Note: This blog post was written by a group of students in the Capstone in Animal and Dairy Sciences course.
Our station was titled “A Bed Fit for a Queen” and focused on dairy cattle housing in the South.
We were in the free-stall barn and utilized the barn as a visual aid to show the public how dairy cattle lived. By having cattle in the barn, it allowed the public to see exactly how the cattle lived daily. In the South, we use sand as bedding; however, other places use different types of bedding. We had 3 different types of bedding available such as sand, straw, and shavings to allow the public to feel the differences. It was a good interactive activity that emphasized why sand is a better bedding option for our cattle in the South.
Being fortunate enough to fully utilize the barn, we were able to explain why the stalls are raised. It also showed first-hand how most cows only defecate and urinate in the concrete alleys making it a cleaner environment than the public may perceive. At one point, Mr. Kenneth washed out the alleyways giving a prime example of how the concrete is beneficial and how sanitation is valued at a dairy operation. Also, we had many participants ask when the cattle were allowed outside. Being beside the maternity pen, we were given the opportunity to disperse the myth that cattle are always kept indoors on hard ground. The public learned that cows were put on pasture when calving or for a few months during their dry period. This also led to the explanation of how we can control the feed and nutrients given to the cattle when they are kept indoors to ensure they receive all the nutrients necessary to upkeep maintenance energy and milk production. In addition, it allowed us to explain how important the milk quality is affected by the feed a cow consumes. Furthermore, we pointed out the fans and misters to emphasize the importance of keeping the cows stress-free. This tied into the idea that keeping them indoors can be more beneficial for their health since we can control the environment they live in especially during the hot summer months.

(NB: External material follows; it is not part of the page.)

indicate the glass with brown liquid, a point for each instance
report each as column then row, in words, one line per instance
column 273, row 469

Overall, the weather did not affect our group as we were already scheduled to be inside. The only change it made was we had to share the barn we were in. It would have been more convenient to use the entire barn, but it went smoothly.
In conclusion, our station went off without a hitch. We had interactive participants that enjoyed feeling the different types of bedding and being able to see first-hand how the cattle lived. We believe the public now has a more positive view on dairy cattle housing and understands more behind why we keep our cattle indoors.